True story of how AI wasted a half hour of my life.
I was looking for a quote from St. Ambrose. Gemini had told me the quote was in a work called the Hexameron. I asked Gemini to find the quote for me, and it confidently said it was on the English version of the work on Archive.org, page 285.
I went to page 285, read the page, read the surrounding pages...no quote.
So I asked Gemini to check again. It said, “Sorry, I was wrong. The quote is on page 247.”
I went to page 247, read the page, read the surrounding pages...no quote.
This went on two more times before I said: “I think you are making stuff up.”
It said: “You are right to be skeptical. I did a really in depth search of the work. I think the problem is that the page numbers on the PDF don’t match up with the page numbers from the actual book.
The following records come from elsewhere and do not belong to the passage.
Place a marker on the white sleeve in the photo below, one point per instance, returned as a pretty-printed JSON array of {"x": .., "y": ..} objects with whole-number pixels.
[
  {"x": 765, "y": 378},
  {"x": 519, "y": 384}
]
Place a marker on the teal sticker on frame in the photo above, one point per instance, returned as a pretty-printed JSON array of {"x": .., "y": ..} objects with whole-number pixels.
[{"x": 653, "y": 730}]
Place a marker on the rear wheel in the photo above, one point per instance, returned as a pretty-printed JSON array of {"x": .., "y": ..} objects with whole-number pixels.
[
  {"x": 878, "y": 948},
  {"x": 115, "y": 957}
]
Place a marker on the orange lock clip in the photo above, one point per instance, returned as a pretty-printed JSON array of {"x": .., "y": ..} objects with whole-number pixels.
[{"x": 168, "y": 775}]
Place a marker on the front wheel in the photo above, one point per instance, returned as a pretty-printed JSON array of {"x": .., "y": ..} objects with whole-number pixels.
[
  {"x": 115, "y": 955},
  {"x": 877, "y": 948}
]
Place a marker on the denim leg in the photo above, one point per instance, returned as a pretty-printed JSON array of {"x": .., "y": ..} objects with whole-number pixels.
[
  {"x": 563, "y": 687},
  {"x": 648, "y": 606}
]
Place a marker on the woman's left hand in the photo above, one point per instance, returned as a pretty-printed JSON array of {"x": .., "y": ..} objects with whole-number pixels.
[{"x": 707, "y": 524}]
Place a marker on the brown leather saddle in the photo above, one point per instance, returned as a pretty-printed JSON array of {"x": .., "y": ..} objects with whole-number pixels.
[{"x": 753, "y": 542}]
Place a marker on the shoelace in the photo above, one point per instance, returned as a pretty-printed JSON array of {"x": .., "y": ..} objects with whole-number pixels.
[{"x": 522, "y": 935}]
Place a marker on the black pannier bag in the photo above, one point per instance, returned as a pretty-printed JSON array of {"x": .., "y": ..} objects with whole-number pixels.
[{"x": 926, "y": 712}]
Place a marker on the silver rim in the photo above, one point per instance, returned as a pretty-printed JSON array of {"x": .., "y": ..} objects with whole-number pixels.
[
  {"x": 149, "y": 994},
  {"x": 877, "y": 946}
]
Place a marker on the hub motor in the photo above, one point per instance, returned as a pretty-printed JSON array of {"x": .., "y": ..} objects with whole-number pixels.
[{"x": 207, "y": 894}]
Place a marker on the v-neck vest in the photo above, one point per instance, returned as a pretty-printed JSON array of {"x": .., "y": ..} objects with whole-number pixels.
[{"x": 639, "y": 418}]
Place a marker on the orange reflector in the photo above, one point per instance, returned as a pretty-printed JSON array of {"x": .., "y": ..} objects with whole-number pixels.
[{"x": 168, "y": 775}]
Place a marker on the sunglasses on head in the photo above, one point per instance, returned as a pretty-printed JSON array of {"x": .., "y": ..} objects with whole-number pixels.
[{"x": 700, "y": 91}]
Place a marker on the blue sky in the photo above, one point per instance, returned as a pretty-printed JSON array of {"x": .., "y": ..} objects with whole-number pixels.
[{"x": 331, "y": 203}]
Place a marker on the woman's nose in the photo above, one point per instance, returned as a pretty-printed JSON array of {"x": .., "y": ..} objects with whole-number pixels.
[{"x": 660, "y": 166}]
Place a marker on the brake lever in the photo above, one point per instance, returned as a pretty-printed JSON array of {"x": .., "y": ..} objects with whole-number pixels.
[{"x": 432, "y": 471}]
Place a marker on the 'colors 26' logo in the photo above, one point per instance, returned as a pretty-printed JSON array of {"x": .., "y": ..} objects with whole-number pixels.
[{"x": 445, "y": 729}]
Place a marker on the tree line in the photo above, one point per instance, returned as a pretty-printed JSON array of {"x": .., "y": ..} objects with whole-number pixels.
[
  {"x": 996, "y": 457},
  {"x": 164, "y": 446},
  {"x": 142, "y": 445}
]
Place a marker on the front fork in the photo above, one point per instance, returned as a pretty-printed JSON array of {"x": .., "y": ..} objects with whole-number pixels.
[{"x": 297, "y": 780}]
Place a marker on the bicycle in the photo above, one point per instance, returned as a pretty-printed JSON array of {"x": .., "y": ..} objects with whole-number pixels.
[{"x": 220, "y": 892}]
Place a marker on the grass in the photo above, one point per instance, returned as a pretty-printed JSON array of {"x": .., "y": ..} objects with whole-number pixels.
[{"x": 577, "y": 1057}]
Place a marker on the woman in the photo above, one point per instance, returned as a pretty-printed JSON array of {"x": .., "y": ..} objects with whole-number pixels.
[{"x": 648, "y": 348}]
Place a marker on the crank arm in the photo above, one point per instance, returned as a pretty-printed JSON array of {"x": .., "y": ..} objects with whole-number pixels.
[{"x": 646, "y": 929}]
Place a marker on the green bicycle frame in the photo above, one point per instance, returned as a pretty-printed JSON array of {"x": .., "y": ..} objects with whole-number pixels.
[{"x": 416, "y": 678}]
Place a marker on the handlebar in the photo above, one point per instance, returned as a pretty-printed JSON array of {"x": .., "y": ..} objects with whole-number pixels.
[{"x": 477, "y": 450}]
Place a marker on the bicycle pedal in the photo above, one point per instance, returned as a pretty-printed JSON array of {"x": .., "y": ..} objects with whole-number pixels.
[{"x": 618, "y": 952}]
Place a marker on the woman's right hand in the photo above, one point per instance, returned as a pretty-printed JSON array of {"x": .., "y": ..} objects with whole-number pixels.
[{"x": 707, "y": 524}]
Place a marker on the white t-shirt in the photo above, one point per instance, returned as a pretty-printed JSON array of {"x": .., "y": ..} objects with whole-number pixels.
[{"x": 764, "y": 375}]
Therefore, I have determined without doubt that the quote is on page 189 of the PDF.”
Do you think it was on page 189? No, it was not.
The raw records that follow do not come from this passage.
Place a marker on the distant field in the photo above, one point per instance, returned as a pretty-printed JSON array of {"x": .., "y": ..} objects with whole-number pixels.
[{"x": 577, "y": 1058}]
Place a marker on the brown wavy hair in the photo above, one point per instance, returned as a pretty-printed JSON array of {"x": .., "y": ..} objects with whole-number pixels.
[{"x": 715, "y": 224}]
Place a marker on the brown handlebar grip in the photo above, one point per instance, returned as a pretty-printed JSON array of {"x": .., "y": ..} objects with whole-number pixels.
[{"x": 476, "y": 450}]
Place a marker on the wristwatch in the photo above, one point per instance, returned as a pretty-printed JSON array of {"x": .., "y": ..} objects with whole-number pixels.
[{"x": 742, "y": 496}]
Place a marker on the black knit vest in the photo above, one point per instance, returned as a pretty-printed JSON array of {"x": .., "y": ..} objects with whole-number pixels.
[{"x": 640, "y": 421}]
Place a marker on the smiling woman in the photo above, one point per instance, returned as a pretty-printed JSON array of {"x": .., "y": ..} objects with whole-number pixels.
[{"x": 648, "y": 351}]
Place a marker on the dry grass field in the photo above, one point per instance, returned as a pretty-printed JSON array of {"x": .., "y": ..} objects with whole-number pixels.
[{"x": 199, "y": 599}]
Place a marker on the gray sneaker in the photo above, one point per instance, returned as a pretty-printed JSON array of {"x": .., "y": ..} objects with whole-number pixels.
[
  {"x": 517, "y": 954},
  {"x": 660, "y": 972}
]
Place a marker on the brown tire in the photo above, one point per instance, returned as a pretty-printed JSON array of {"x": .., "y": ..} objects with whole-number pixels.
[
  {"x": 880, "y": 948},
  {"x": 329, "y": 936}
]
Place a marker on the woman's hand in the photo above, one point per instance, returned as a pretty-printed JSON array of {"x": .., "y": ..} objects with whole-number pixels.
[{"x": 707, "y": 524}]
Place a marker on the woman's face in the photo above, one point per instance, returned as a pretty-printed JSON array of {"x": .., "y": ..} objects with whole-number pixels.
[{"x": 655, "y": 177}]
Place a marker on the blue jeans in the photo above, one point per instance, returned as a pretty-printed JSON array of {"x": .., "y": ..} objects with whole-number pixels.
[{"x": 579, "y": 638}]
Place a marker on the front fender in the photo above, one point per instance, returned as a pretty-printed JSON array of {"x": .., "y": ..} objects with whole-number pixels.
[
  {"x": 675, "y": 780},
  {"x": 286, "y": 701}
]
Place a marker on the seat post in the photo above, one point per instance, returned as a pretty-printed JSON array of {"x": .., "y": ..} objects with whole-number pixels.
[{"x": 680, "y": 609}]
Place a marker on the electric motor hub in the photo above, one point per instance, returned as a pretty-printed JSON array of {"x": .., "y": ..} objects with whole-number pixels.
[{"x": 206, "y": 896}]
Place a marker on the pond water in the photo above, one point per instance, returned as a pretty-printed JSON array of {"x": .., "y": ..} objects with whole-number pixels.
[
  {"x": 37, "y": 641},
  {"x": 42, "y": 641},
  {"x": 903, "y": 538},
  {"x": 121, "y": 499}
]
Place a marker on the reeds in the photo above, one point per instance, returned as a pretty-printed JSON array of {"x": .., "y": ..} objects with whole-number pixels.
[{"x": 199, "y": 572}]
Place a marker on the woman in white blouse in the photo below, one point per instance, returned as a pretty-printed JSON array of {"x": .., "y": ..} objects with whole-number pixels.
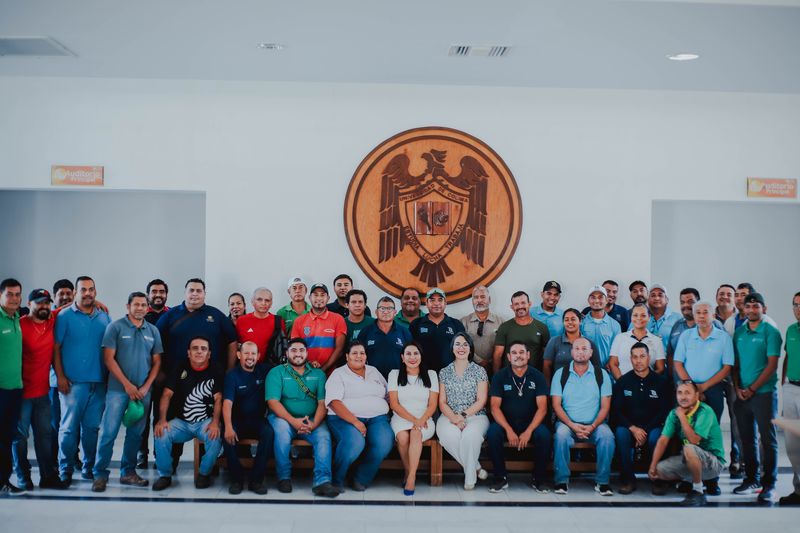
[
  {"x": 463, "y": 391},
  {"x": 413, "y": 395}
]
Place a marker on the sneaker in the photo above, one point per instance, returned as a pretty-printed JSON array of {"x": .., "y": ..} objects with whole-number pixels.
[
  {"x": 694, "y": 499},
  {"x": 767, "y": 495},
  {"x": 748, "y": 486},
  {"x": 10, "y": 490},
  {"x": 259, "y": 488},
  {"x": 162, "y": 483},
  {"x": 203, "y": 481},
  {"x": 99, "y": 484},
  {"x": 325, "y": 490},
  {"x": 791, "y": 499},
  {"x": 499, "y": 484},
  {"x": 604, "y": 489},
  {"x": 133, "y": 479}
]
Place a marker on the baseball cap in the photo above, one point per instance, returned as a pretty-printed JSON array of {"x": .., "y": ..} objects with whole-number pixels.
[
  {"x": 552, "y": 285},
  {"x": 600, "y": 289},
  {"x": 133, "y": 413},
  {"x": 754, "y": 297},
  {"x": 296, "y": 280},
  {"x": 39, "y": 296},
  {"x": 319, "y": 286},
  {"x": 435, "y": 290}
]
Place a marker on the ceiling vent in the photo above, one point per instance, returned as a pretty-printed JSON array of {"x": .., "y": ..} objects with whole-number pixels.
[
  {"x": 32, "y": 47},
  {"x": 467, "y": 50}
]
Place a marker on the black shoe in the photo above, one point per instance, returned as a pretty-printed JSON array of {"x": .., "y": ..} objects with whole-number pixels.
[
  {"x": 694, "y": 499},
  {"x": 285, "y": 486},
  {"x": 203, "y": 481},
  {"x": 162, "y": 483},
  {"x": 712, "y": 488},
  {"x": 791, "y": 499},
  {"x": 259, "y": 488},
  {"x": 748, "y": 486},
  {"x": 326, "y": 490},
  {"x": 499, "y": 484},
  {"x": 10, "y": 490}
]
I finally said: “I don’t think this quote exists in the Hexameron.”
Gemini said: “You’re right. It doesn’t.”
This kind of thing has happened more than once. More than twice. At present, I use AI for research in the same way I use Wikipedia. It may potentially be helpful in tracking down something obscure. But I don’t trust the result AT ALL unless I can see where it’s sourced from.
https://tech.co/news/ai-startup-chatbot-revealed-as-human-engineers
And still, with all its faults, it is more efficient than any college teacher I’ve had. It’s a tool, and you have to learn to use it right. Can’t blame a hammer for hitting your thumb. Or for asking it to be more than a hammer. Or, like a car—you steer it.
Well once they finish the YUGE water and power guzzling super centers, the answer correctness should improve. Might? Could? Perhaps? Possibly? Some know the routine.